Yesterday was pretty hard - struggling to eat but I know I've got to for the baby and the other DC, and not eating is hardly going to change anything.
I'm working through practical steps such as making a claim for UC - which seems so complicated - I don't know whether I'm supposed to leave them to change tax credits or contact tax credits already or what and no one I have spoken to knows either.
I don't know what to do about my self-employed status - is maternity allowance paid on top of UC? Does it affect the amount? Is it worth waiting four weeks and then going on maternity? What happens in the meantime with my income - as it's never been a set income, some weeks I'll have completed projects in time for bills and other weeks I wouldn't. There are no definitive answers and I'm waiting to get through to the UC helpline to book an appointment but they're too busy and I keep getting an automated message to call back later.
That aside, I've already got access to his paperwork - I've not long done an audit of bills and income and outgoings so I'm confident he can't use any of that against me.

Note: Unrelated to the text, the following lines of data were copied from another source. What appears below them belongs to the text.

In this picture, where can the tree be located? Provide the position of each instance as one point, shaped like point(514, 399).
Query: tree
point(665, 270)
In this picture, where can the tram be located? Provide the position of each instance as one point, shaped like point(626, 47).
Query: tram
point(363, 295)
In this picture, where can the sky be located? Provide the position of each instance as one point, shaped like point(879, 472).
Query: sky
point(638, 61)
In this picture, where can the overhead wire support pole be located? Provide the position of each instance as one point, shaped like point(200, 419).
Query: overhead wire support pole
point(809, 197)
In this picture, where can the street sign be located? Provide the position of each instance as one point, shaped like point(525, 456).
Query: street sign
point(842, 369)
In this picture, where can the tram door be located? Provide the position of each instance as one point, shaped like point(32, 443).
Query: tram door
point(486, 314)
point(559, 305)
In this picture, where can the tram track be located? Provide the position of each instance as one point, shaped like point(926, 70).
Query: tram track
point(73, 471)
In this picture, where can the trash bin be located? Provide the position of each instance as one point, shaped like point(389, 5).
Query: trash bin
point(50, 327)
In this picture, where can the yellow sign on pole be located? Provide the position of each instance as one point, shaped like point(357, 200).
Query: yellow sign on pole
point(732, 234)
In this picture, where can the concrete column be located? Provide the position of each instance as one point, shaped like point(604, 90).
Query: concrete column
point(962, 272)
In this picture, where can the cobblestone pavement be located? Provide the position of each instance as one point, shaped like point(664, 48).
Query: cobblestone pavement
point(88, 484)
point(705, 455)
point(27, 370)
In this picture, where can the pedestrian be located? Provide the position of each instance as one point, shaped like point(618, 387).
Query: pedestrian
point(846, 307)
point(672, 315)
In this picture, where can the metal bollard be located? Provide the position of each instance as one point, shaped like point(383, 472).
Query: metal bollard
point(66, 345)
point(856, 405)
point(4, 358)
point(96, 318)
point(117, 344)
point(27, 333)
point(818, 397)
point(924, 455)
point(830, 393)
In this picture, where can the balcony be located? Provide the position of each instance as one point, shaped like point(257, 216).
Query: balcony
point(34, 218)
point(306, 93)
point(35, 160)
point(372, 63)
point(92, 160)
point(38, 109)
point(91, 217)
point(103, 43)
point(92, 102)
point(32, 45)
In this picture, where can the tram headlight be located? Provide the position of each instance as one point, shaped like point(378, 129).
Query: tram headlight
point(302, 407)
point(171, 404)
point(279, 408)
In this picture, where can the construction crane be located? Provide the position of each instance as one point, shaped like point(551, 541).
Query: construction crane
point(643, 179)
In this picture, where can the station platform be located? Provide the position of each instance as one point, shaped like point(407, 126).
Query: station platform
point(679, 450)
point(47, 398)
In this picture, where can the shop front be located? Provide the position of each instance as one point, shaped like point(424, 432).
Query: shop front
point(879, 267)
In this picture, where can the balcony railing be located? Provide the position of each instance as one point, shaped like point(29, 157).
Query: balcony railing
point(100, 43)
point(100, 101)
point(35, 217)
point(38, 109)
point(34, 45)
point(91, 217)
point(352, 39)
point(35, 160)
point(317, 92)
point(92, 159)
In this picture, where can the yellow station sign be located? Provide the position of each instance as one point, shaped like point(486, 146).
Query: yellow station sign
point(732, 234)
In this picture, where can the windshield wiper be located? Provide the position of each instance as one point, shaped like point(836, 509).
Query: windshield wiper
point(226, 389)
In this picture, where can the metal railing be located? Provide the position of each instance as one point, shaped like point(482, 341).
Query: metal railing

He's decided that as we come first over him, he's now not signing a lease and will move back in with his mum until things are sorted - what he means by things I don't know.
On one hand, at the moment he's appearing to do anything and everything to make sure we're okay - but come home. And when he said he needs space, how is going back to his mum's giving him space?
I am alternating between utter grief and devastation and anger but I've made sure that the DC haven't seen any of these breakdowns and that neither has he - I've not text or called unless to reply to him.
The dishwasher has leaked all under the sink into the cleaning basket and it fucking stinks. I nearly wavered and called him after horrific retching at the smell but I've sorted it myself and felt like that was a small victory.
I also spoke to the midwife (cried at her) and she was so utterly lovely (and surprised) and gave me some advice - none of which has answered any of my questions but I'm sure it will be useful.
I had my mum over yesterday afternoon and two friends over in the evening but it felt so nice after they'd all gone - I felt I could just cry and cry and not put this stupid brave face on.
Now he's cancelled his lease, I don't think he'll be over today, which is a relief.
I feel so empty and numb today. I keep trying to imagine every case scenario and hoping to god that he'll see sense and we can at least look at doing something where we're both happy - but I also know that that probably isn't going to happen and this huge gulf of aloneness and emptiness just seems to stretch ahead. The unknown is so hard to navigate - it's like being blind. I keep thinking that it's going to be such a long time before I'll ever have someone hug me that's not the children or my mum and I know that's ridiculous to even think like that but it's so painful.
This is just shit. I didn't know it would feel so shit but it's just shit.